One of the issues that most of those interviewed stressed was that they felt the police have not done a thorough job. Itai is intense when he explains, “There is gross neglect by the police. It seems that laws of this sort are in some gray area. The courts seem to be especially harsh in excluding the testimony of most of the child victims.”
Shira says that people feel helpless and feel that the police are not serving them. “I don’t understand why people who were arrested and, as I heard, confessed, are released to house arrest. And it isn’t real house arrest; they are still walking the streets.”
Those who have heard about the case and have been personally affected by it are still doing soul searching.
Some fear that their own children were harmed and don’t know how to approach them. They are frustrated that the police haven’t interviewed them.
“I think the police are out of their element. They admit that they haven’t come across this kind of thing before on such a scale. They have confiscated the computers of the [suspected] pedophiles, and there has been talk that there were films made of the victims, but no one is going around trying to inform people if their children’s photos were on the computers,” says Ortal.
One issue people are confronting is how to organize the community. Shira is angry. “I want to know why we are not apprised of the fact that there are pedophiles in our midst. I think if a pedophile moves into a community, then the community has to know, like it is in America. Once someone serves time and is out, it is a mental disease,” she says.
Itai and Ortal agree that the community has reacted well to what happened. “Some of the children affected come from a very religious community. The children couldn’t even describe, they didn’t know the words to describe, what happened, what they saw.
But the community has done a great job in confronting this issue.”
The accused was well known in the courtyard where he lived. Ruthi Cohen, who lived across the courtyard from him, recalls that “He was able to obtain a small garden in the courtyard, next to a kindergarten and a small basketball or soccer court… He used us in the neighborhood to help him further his aims. He used to do sports. He came to me and said, ‘I’m making a garden in memory of Moses Montefiore,’ and in that way he got people to help and support him.”
After people heard that the suspect had been arrested, several residents decided to destroy the garden that he had maintained. As part of the decoration in the garden were a child’s chair, a bicycle and other things associated with children. It was seen as a symbol and something that would continue to remind children of what had happened to them.

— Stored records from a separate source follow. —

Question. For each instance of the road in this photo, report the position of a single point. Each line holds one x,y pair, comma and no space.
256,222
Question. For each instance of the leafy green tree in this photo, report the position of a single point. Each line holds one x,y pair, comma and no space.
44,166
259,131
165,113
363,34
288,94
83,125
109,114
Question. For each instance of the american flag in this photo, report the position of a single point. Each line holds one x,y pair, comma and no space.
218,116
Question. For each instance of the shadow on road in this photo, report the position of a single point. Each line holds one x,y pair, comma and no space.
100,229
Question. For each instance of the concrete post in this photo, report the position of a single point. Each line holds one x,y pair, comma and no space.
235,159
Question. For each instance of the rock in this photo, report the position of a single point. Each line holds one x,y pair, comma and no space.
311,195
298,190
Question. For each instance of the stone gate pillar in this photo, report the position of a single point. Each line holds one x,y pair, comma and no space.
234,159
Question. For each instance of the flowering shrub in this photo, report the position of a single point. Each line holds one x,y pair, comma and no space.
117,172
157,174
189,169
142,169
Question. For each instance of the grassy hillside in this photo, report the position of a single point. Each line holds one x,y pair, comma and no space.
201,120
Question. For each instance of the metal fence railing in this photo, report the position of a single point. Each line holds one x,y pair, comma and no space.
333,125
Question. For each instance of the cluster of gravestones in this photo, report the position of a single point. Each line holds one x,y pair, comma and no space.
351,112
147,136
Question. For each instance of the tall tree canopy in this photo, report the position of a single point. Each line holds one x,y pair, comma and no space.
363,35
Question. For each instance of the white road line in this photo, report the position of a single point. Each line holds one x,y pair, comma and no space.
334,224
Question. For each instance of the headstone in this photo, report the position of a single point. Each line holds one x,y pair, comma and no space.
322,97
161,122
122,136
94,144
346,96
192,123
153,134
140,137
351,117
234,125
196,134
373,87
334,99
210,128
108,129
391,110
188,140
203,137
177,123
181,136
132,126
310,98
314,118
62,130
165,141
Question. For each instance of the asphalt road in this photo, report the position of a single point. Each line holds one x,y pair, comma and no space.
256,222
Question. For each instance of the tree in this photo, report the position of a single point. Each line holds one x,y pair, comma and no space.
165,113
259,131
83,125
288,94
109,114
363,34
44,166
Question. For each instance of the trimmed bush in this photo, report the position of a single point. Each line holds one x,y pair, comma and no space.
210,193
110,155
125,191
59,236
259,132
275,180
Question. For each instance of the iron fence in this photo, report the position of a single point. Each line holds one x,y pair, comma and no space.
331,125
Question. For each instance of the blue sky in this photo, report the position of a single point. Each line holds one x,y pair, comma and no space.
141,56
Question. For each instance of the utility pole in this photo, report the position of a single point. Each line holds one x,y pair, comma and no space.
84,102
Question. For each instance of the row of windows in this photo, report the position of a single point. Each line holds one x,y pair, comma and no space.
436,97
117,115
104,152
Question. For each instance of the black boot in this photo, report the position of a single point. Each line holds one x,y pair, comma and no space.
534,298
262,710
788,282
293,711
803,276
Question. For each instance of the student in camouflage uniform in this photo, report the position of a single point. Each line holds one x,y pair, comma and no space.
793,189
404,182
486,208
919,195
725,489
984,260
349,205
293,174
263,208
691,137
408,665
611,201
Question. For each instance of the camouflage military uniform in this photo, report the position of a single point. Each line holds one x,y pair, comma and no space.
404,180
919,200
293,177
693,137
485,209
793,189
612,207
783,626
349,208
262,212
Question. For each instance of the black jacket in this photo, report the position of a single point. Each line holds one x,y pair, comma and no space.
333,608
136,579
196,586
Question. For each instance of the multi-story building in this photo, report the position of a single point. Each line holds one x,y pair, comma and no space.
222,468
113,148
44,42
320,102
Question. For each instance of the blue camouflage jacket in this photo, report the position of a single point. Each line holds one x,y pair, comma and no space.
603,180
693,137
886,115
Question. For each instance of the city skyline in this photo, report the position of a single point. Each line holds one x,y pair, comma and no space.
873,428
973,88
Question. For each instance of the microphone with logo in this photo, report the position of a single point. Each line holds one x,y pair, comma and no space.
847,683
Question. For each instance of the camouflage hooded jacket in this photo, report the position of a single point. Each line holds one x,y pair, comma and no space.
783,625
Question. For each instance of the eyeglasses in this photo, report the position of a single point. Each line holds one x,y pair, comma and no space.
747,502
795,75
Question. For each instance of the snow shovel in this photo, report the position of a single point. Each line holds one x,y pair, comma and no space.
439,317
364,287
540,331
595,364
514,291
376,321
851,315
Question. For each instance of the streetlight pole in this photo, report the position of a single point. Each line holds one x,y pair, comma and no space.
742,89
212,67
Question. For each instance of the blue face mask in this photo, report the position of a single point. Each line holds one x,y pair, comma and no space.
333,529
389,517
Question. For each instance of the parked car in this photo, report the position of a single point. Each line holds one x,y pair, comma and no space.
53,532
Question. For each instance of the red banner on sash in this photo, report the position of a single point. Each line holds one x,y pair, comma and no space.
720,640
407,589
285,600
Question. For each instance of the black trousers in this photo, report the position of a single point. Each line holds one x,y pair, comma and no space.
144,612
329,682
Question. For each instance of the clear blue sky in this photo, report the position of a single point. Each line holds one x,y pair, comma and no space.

Working through the night, one resident dismantled the garden. Itai says, “I want to burn the garden.
I saw what this woman was doing who destroyed it; it was important from a standpoint of vengeance.”
But some people are not convinced that the latest arrest was justified. While they know that the other men arrested are being held by the police, they worry that gossip may be leading people to think and do the wrong things. One woman who runs a small clothing shop shows me where the ruined garden is: “I used to see him often here and I just heard that this man has been released by the police.
He is scared now to show his face. The police let him go so, there is a good chance his connection to this was based on gossip and these people maliciously took it into their hands to ruin this place, some of these things that he devoted his time to, like the garden and a wall near it. All of it were destroyed and the area totally cleared by people that live around here. And it is based, it seems to me, on rumors, nothing else concrete. It could turn out to be a shame.”
She shrugs her shoulders, her downcast eyes and grim expression illustrating painful doubts.